You may also wonder how I find out about things like this. Well, in this case, it was fairly simple. Allow me to paste from an edited log of an IRC channel I frequent.


[01:34] * Joins: DaRev (SubSITEJav@THC-FF633774.tampabay.res.rr.com)
[01:35] * scalpod tips hat
[01:35] (scalpod) mornin' rev
[01:35] (darev) Que pasta?
[01:35] (scalpod) Tierra del fuego!
[01:36] (darev) If it aint fuego it aint worth the match.
[01:38] (darev) Free SubGenius.us email addresses for the first 10 that ask.
[01:38] * vertigo asks
[01:39] * scalpod axes - being 'ebonicized' and all...
[01:39] (scalpod) sorry about the mess there...
[01:41] * vertigo retracts the request

So, yeah... The guy wanders into a chatroom from a link on www.subgenius.com (a site that offers "@subgenius.com" e-mail addresses for sale) and offers free e-mail addresses to a very similar domain. That's a bit stupid, don't you think?

I'll give details about how my fight to rid the internet of jerkoffs like this is going over the next few days/weeks. I guess it kinda depends on how long it takes to shut the guy up.

It should also be noted that what I do and what I say aren't indicative of the policies/opinions of The SubGenius Foundation Inc. They are in no way responsible for my actions. They own the domain www.subgenius.com, not me. I'm just a guy that gets a bit pissy when someone tries to use the work of others to make his own site a bit more popular.

16 August, 2005

Fun With Feces

Man charged over bizarre conduct

BY MELANIE BENNETT

Staff Writer

An Atlanta man was arrested Thursday afternoon after he smeared feces on himself and walked around a department store in Columbus, police said.

Antoine Williams, 26, of 438 Vine St. NW, was charged with disorderly conduct after the incident at Macy's in Peachtree Mall, said Columbus Police Lt. Richard Gaines.

Okay, so some guy decides to do something like this, and he isn't crazy. So why did he do it? Perhaps we'll see a follow up story in which it all turns out to be a prank of some kind. Probably not, as we never get a chance to see why this happens.

All the cool stuff that you read about and ask "Why in the hell would anyone do that?" end up disappearing into some bottomless void. I don't know why, but I'm going to speculate. I figure that for every story like this there's a reporter that had to report it originally. Some poor guy had to call up the police department and ask for the details, snoop around the store and bug the employees for eyewitness accounts, etc. etc. Then he had to type up the whole mess and have it put out for publication. Check spelling and grammar, have editor check same, have ten other people check it.... All the while everyone who reads the damned thing ends up scratching their heads and asking that poor reporter guy for the same details they're currently reading. This must annoy said reporter to no end.
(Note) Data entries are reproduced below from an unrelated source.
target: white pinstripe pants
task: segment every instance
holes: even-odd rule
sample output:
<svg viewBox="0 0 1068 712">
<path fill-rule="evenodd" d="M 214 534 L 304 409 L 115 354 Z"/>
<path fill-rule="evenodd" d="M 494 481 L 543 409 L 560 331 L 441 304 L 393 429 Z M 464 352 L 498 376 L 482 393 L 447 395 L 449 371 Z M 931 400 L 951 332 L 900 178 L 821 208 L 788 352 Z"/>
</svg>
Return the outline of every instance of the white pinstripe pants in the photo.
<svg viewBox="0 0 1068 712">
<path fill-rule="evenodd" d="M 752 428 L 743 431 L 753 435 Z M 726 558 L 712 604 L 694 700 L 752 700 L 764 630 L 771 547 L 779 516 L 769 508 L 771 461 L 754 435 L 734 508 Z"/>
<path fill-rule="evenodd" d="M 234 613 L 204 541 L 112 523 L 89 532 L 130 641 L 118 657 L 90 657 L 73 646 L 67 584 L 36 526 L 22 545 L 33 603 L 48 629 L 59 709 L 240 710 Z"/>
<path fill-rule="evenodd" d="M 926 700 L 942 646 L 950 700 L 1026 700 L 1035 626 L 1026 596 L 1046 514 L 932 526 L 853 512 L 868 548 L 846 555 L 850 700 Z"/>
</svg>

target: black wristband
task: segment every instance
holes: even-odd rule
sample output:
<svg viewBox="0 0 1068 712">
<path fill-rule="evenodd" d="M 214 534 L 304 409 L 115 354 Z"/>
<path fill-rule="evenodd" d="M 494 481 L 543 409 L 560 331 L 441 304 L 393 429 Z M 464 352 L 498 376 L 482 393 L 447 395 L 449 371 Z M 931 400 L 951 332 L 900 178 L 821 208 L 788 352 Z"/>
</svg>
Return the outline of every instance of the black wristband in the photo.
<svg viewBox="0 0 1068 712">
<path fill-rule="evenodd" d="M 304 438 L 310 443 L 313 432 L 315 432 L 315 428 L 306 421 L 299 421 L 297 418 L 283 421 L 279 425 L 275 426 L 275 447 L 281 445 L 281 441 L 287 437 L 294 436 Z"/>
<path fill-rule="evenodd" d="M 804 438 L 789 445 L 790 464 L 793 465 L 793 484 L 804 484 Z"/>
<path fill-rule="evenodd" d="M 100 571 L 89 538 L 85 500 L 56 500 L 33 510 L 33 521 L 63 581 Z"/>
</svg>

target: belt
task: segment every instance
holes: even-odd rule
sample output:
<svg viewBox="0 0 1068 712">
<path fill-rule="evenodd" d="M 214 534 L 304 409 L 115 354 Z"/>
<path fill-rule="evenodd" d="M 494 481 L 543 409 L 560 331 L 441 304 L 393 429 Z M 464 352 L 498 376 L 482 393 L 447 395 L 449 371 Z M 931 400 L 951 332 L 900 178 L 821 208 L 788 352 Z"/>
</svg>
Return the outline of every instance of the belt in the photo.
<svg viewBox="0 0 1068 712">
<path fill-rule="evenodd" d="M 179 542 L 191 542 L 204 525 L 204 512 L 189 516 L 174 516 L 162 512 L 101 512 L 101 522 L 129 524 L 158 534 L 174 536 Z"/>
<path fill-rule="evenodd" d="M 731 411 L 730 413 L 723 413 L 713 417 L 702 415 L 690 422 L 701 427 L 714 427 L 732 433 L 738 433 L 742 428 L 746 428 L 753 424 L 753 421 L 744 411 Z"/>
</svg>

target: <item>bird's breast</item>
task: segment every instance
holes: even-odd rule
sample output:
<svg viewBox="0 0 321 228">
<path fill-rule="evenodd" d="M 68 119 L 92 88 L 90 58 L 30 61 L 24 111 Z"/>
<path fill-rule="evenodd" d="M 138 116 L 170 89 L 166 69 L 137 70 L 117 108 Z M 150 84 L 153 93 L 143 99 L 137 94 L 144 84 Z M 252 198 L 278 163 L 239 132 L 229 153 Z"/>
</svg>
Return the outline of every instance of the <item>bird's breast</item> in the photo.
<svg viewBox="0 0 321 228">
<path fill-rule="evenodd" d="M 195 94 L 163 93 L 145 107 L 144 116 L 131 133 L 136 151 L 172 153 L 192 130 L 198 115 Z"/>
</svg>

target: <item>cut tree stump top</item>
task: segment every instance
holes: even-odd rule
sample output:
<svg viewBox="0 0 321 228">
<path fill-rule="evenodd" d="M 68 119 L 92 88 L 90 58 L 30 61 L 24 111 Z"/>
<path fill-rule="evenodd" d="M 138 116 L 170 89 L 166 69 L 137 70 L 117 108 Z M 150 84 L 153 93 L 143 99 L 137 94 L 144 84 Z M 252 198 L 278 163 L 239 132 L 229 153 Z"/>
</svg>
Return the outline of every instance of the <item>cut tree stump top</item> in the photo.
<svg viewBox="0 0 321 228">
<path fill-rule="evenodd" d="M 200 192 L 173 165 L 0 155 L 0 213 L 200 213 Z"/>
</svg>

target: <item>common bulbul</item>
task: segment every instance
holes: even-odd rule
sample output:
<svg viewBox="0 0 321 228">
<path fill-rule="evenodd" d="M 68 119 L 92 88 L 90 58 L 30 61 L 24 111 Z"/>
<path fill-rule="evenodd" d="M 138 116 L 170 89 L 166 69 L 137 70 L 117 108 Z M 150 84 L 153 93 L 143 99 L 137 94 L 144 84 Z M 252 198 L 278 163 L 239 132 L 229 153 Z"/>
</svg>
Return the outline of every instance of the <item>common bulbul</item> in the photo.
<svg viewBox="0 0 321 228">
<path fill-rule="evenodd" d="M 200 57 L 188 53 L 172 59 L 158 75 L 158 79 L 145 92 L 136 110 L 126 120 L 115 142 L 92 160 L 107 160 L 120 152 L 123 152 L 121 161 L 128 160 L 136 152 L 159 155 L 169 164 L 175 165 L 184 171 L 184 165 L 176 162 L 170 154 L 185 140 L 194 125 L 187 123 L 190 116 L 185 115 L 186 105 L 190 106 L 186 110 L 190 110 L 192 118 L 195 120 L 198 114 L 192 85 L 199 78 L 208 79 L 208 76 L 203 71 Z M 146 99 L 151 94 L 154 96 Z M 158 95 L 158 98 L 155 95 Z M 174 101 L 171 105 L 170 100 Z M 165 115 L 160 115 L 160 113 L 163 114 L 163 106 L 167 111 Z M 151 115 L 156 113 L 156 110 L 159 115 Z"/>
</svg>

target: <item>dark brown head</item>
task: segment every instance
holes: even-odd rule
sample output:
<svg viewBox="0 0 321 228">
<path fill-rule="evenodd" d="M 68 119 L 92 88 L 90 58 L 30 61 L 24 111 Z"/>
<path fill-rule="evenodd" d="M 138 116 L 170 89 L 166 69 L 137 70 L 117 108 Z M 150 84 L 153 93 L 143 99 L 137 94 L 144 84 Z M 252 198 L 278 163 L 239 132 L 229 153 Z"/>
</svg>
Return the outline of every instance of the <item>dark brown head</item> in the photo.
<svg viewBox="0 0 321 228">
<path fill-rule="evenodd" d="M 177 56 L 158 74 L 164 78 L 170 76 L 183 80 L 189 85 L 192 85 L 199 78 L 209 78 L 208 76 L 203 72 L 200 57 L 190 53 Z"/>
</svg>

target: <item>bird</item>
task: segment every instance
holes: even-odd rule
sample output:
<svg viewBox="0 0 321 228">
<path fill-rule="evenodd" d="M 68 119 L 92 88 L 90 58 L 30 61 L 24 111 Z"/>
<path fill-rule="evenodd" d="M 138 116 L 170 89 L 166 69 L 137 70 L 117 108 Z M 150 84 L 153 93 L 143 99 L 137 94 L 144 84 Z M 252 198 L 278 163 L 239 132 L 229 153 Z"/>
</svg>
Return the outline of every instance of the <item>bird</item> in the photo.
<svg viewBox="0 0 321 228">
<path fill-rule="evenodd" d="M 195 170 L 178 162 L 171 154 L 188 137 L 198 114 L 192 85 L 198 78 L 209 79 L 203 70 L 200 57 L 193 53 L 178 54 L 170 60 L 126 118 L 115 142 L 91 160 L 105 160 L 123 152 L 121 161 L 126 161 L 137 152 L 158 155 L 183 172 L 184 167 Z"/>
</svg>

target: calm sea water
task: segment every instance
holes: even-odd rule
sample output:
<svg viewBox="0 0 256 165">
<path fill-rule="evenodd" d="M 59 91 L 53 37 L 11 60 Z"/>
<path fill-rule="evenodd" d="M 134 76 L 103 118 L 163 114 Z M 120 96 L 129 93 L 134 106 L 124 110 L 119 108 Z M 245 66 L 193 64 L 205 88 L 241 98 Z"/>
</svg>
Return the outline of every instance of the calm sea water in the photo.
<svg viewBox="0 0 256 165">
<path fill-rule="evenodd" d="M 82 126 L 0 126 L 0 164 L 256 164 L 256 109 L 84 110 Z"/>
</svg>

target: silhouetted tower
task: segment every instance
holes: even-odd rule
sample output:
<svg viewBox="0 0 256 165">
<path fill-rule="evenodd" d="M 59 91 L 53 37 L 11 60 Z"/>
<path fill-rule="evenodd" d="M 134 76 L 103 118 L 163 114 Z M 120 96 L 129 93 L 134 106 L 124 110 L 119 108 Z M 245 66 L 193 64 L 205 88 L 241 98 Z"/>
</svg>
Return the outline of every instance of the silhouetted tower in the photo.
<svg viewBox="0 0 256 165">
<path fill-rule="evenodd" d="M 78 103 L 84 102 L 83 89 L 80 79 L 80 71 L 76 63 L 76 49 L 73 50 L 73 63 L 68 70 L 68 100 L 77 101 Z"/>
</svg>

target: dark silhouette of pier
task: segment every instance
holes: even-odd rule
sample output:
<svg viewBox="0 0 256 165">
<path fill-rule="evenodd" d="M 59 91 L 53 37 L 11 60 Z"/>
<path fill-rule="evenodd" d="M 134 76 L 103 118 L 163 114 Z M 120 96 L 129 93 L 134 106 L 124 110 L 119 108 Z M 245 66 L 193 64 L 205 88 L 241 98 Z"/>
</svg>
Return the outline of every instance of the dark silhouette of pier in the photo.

So anyways, assuming he even does a follow up on the story, he's probably not willing to have those same people bug him about it all day the next time, so he just reports back that it's not newsworthy anymore, the interesting thing was that it happened at all, not why.

Another theory I'm working on is that the whole process slows down the workplace because everyone's talking about the story and there's no current hurry on news because this kind of thing usually happens (or gets into the paper) on slow news days. You wouldn't have the whole office talking about some guy covered in poo if the WTC was falling down.

So we never get to hear what the guy's whole story was.

But rejoice, dear friends, because sometimes there's a silver lining to the shitcloud (to quote TrailerPark Boys' Mr Lehey). In this particular article, the give the guy's full address in the second paragraph.

So you can send him a congratulatory bouquet of flowers or something. Maybe a basket of bran muffins, if you're the type to make the best of a shitty situation. He may even write you back, or show up at your house bearing a gift of his own.

What a great way to meet interesting people!